自律神経失調症は東洋医学の立場からみると、全身の陰陽バランスが“微妙に”狂いだした状態です。それに対して、陰と陽が完全に狂った状態が病気です。この考え方を前提にすれば、自律神経失調症は、体の調節機能が乱れ始め、病気になりそうでなっていない状態といえるでしょう。

病気にならなくても辛い症状はでるものです。こういった症状は、体が心に発信しているSOSです。「このままだと病気になるぞ。

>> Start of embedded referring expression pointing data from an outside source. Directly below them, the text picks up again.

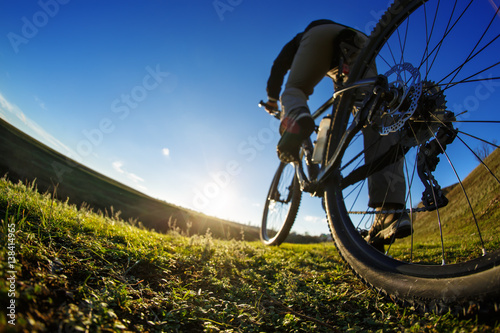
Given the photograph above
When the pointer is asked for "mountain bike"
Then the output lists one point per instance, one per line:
(436, 94)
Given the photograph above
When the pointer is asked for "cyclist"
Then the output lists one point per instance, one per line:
(326, 48)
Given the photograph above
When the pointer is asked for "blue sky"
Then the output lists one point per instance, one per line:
(162, 95)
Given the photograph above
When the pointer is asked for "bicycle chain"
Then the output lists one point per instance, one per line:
(394, 211)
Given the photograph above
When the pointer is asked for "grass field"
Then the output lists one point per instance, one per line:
(79, 271)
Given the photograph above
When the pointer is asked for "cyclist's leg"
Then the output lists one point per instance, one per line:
(310, 65)
(388, 185)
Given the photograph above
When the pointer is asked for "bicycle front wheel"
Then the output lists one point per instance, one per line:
(281, 206)
(441, 60)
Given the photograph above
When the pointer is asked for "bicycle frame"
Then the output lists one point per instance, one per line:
(380, 91)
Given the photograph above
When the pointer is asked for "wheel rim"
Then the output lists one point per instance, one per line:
(458, 74)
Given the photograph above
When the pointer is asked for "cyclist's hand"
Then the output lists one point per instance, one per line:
(271, 106)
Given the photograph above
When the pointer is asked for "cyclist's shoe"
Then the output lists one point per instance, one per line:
(294, 129)
(387, 227)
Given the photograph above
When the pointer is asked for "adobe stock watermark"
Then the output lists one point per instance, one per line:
(481, 92)
(248, 149)
(223, 6)
(120, 110)
(11, 273)
(31, 25)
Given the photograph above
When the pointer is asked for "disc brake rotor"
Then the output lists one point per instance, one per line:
(404, 80)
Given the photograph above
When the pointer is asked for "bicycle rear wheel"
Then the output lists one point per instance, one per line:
(443, 64)
(281, 207)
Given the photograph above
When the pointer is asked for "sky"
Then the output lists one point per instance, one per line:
(162, 95)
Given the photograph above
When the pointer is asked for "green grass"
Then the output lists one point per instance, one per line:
(79, 271)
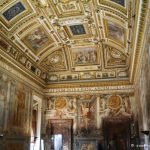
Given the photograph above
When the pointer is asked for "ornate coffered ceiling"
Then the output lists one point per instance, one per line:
(69, 41)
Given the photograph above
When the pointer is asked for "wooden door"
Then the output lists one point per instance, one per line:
(61, 128)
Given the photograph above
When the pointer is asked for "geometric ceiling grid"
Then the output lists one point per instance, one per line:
(63, 41)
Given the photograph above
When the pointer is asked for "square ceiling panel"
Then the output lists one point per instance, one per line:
(67, 8)
(77, 29)
(37, 39)
(85, 58)
(14, 12)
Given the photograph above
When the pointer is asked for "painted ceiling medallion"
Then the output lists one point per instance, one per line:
(114, 102)
(55, 61)
(114, 57)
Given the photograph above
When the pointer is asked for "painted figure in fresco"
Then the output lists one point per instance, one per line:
(19, 106)
(50, 104)
(87, 117)
(2, 102)
(72, 106)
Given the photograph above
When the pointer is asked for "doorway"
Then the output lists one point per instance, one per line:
(60, 133)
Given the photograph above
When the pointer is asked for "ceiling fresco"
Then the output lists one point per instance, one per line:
(63, 41)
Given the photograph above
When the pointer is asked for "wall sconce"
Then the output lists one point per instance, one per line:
(146, 132)
(1, 136)
(35, 138)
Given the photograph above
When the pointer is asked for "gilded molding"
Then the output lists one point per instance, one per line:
(90, 90)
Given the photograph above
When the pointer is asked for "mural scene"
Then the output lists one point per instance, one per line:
(143, 94)
(90, 115)
(3, 97)
(15, 99)
(83, 110)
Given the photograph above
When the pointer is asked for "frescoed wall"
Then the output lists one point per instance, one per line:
(142, 95)
(87, 111)
(15, 113)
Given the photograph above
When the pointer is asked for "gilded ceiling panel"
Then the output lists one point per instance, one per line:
(67, 8)
(14, 12)
(37, 39)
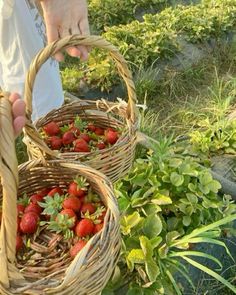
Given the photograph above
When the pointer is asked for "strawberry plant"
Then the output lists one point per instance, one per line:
(74, 213)
(78, 136)
(214, 138)
(158, 37)
(169, 202)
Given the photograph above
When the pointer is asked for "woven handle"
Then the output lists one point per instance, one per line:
(75, 40)
(9, 182)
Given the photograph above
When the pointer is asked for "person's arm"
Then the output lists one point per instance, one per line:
(18, 112)
(63, 18)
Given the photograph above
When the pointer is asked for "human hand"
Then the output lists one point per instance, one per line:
(63, 18)
(18, 112)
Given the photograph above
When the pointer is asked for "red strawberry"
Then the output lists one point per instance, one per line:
(75, 130)
(91, 127)
(36, 198)
(20, 209)
(18, 224)
(78, 188)
(81, 146)
(101, 145)
(71, 214)
(77, 247)
(84, 228)
(19, 243)
(68, 137)
(111, 136)
(72, 203)
(44, 191)
(55, 190)
(88, 207)
(55, 142)
(51, 128)
(86, 137)
(97, 227)
(33, 208)
(102, 216)
(99, 131)
(29, 223)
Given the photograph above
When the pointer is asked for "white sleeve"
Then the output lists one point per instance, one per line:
(6, 7)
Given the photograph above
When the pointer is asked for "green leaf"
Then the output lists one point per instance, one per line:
(205, 178)
(128, 222)
(176, 179)
(136, 256)
(152, 226)
(171, 236)
(214, 186)
(211, 273)
(186, 220)
(160, 199)
(151, 209)
(152, 270)
(123, 204)
(193, 199)
(146, 247)
(196, 254)
(155, 242)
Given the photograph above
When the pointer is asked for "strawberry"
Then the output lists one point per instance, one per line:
(68, 137)
(36, 198)
(91, 127)
(111, 136)
(18, 224)
(55, 190)
(55, 142)
(44, 191)
(99, 131)
(101, 145)
(84, 227)
(33, 208)
(20, 209)
(77, 247)
(88, 207)
(69, 212)
(81, 146)
(78, 187)
(75, 130)
(29, 223)
(72, 203)
(97, 227)
(19, 243)
(85, 136)
(102, 216)
(51, 128)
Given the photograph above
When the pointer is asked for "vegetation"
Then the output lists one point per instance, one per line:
(169, 201)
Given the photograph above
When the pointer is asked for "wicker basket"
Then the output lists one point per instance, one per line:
(115, 161)
(51, 270)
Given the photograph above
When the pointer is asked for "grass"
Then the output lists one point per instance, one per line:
(207, 89)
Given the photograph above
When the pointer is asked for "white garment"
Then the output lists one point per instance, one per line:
(21, 37)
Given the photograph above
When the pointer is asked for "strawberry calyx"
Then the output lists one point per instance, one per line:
(52, 206)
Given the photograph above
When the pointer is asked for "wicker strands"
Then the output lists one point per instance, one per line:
(47, 267)
(115, 161)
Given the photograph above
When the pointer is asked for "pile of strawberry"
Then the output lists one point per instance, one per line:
(78, 136)
(75, 212)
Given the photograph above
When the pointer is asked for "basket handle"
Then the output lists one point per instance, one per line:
(75, 40)
(9, 182)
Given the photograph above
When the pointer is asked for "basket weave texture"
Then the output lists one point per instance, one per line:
(115, 161)
(47, 267)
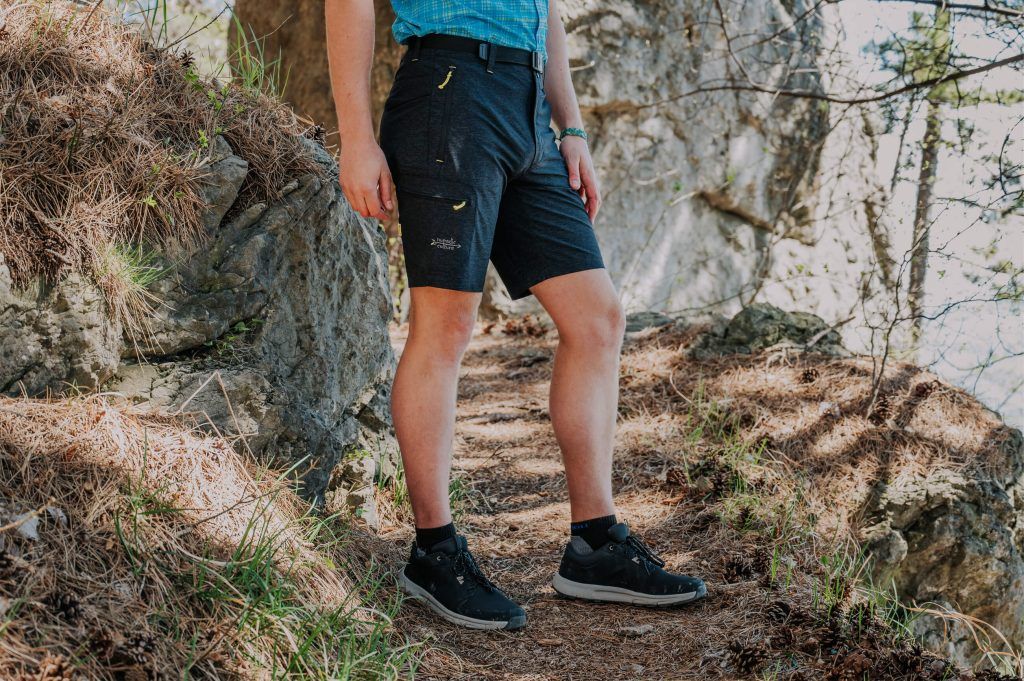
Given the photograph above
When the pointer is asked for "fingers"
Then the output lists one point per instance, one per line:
(572, 166)
(593, 196)
(366, 200)
(386, 190)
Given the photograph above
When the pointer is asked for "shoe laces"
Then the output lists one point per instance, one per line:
(466, 565)
(637, 547)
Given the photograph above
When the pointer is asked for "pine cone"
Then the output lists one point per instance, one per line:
(923, 390)
(861, 618)
(762, 559)
(64, 605)
(737, 568)
(138, 647)
(902, 662)
(883, 410)
(782, 638)
(992, 675)
(743, 518)
(186, 59)
(852, 667)
(136, 674)
(7, 563)
(316, 133)
(747, 658)
(778, 611)
(54, 668)
(677, 477)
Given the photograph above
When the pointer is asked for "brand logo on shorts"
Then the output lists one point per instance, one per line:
(445, 244)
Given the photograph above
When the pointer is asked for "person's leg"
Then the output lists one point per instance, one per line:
(423, 396)
(585, 383)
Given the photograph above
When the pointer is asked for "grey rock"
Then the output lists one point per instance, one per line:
(636, 322)
(954, 540)
(272, 332)
(761, 326)
(225, 173)
(53, 338)
(276, 331)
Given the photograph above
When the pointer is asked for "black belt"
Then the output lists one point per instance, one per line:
(486, 51)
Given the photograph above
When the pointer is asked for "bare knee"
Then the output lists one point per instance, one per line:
(600, 332)
(443, 337)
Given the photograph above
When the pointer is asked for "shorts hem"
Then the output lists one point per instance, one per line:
(448, 287)
(524, 291)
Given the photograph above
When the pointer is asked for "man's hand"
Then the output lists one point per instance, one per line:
(583, 178)
(366, 179)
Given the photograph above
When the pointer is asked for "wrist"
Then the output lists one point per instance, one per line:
(356, 138)
(572, 132)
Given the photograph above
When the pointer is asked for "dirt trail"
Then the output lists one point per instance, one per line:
(516, 519)
(711, 458)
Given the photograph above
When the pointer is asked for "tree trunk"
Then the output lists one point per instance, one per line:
(294, 32)
(922, 220)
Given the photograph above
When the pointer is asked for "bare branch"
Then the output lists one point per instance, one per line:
(823, 96)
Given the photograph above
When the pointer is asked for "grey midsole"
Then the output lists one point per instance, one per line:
(419, 593)
(620, 595)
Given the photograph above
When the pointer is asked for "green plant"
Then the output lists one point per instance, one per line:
(251, 67)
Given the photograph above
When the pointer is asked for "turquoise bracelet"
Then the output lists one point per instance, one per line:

どうにかしてくれ。」という訴えです。このSOSが全身のあちこちで発信されている状態が自律神経失調症と考えられます。

自律神経失調症は病名ではない

自律神経失調症はかなりアバウトな言葉です。「原因はわからないが辛い症状はある」という状況で使われることが多いです。

自律神経は内臓の機能を調整している神経の総称で、特別な神経ではありません。内臓には病気がないのに、あちこちの内臓で不具合が生じているとなれば、疑うのはその内臓に信号を送っている神経です。「内臓に間違った信号を送っているから内臓の調子が悪いのだろう」という意味でつけられた名前に過ぎません。実は、本質をついた名前とは言えないのです(便利ではあるかもしれませんが…)。

東洋医学の立場から

東洋医学に基づく鍼灸は、全身のバランスを診るのが基本です。そのため、一つ一つの症状を別々に診ることはなく、常に全身の調和を意識しています。この立場からみると、自律神経失調症は特別なものではありません。鍼灸が自律神経失調に対応できるのは、本来もっている診察法が適してるからです。一般的に自律神経失調症の治療に手こずってしまう場合が多いのですが、その理由は各症状を別々に治そうとするため、全身の調和が返ってかき乱されてしまうケースがあるからです。

ツボと自律神経

皮膚にあるツボは内臓と連絡を取り合っています。内臓の状態がツボに現れ、ツボに作用を与えると内臓に届くというわけです。鍼灸の歴史は2000年以上ありますが、言ってみれば、ツボと内臓の関係を研究してきた歴史でもあります。

内臓の働きを整えられるツボは自律神経にも作用しています。ですから、「ツボは自律神経を整えることができる」ということができます。しかも、ツボの反応を的確に読み取る腕があれば、肌目の細かい調整まで可能です。